# 7e bsod error



## Alper (Jul 14, 2008)

Please HELP ME My computer giving ***STOP 0X0000007E (0XC0000005,0X81C908A2,0X8E909A68,0X8E909764) this


----------



## keptas (Jul 20, 2008)

*Re: [SOLVED] Windows Vista keeps crashing with a stop 0x0000007e error*

Well 1`st thing i would like to say is,Thanks.The last known good configuration worked for me ,although i restored my system any way .This is what you must do(might not work for evryone)when booting pres F8.Then,Last known good configuration and well it`s cool.

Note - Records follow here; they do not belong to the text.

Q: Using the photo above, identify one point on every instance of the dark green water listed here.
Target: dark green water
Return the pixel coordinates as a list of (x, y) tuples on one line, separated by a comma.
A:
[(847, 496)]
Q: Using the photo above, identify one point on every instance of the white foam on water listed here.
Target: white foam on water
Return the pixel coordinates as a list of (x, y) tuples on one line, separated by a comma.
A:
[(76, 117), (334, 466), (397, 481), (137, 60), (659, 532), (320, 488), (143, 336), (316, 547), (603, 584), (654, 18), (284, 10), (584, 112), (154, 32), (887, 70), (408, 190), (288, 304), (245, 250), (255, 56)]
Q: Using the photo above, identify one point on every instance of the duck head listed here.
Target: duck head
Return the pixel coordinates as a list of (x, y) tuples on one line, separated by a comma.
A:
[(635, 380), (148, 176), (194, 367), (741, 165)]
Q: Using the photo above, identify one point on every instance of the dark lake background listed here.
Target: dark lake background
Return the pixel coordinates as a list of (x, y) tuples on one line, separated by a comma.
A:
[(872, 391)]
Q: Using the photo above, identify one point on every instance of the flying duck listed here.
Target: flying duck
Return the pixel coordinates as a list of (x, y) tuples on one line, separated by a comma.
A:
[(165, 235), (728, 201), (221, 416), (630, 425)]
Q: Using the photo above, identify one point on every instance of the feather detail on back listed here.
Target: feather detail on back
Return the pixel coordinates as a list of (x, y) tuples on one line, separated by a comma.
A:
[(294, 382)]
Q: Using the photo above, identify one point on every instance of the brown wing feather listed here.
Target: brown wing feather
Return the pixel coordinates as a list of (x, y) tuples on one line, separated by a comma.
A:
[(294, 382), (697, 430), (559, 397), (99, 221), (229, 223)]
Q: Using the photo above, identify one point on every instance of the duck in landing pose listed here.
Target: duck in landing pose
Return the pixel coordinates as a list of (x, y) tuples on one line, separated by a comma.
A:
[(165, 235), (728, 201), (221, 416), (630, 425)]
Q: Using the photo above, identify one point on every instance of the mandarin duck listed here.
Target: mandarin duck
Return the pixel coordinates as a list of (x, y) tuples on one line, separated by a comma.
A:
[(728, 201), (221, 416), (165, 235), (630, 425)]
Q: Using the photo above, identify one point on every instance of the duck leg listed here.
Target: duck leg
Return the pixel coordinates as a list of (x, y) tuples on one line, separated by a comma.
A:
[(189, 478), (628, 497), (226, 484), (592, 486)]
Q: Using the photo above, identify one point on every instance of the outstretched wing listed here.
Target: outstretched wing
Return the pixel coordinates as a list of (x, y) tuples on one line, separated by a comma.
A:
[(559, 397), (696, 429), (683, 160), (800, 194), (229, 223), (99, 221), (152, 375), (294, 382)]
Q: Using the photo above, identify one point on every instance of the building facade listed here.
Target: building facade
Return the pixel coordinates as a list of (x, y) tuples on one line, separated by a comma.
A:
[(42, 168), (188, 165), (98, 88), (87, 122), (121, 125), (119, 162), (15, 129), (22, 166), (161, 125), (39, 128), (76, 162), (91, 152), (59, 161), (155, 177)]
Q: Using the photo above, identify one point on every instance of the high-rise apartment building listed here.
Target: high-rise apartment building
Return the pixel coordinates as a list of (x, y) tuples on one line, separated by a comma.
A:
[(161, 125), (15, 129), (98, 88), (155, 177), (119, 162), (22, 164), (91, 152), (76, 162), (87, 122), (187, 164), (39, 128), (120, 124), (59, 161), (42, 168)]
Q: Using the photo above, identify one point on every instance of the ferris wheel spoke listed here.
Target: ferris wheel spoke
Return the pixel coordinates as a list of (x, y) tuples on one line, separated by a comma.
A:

Edit.s.Don`t try to delete the Daemon tools(or any other program that caused the crash),it wont work.I deleted the program(as my PC took longer for the crash to happen)and the driver kept on installing.Just saying so you dont waist your time.Also safe mode(with/without Networking)does not work.One last thing if any one here has XP and is thinkin about vista PLEASE keep XP,you will save your self much time and evrything else.*sigh* I wish i had XP.


----------



## dai (Jul 2, 2004)

you need to post the full error message that you receive
reinstall your video drivers
what are you running
video card
cpu
m/board
ram
power supply
brand
wattage

any error message
check your tempretures and voltages in the bios and post them


----------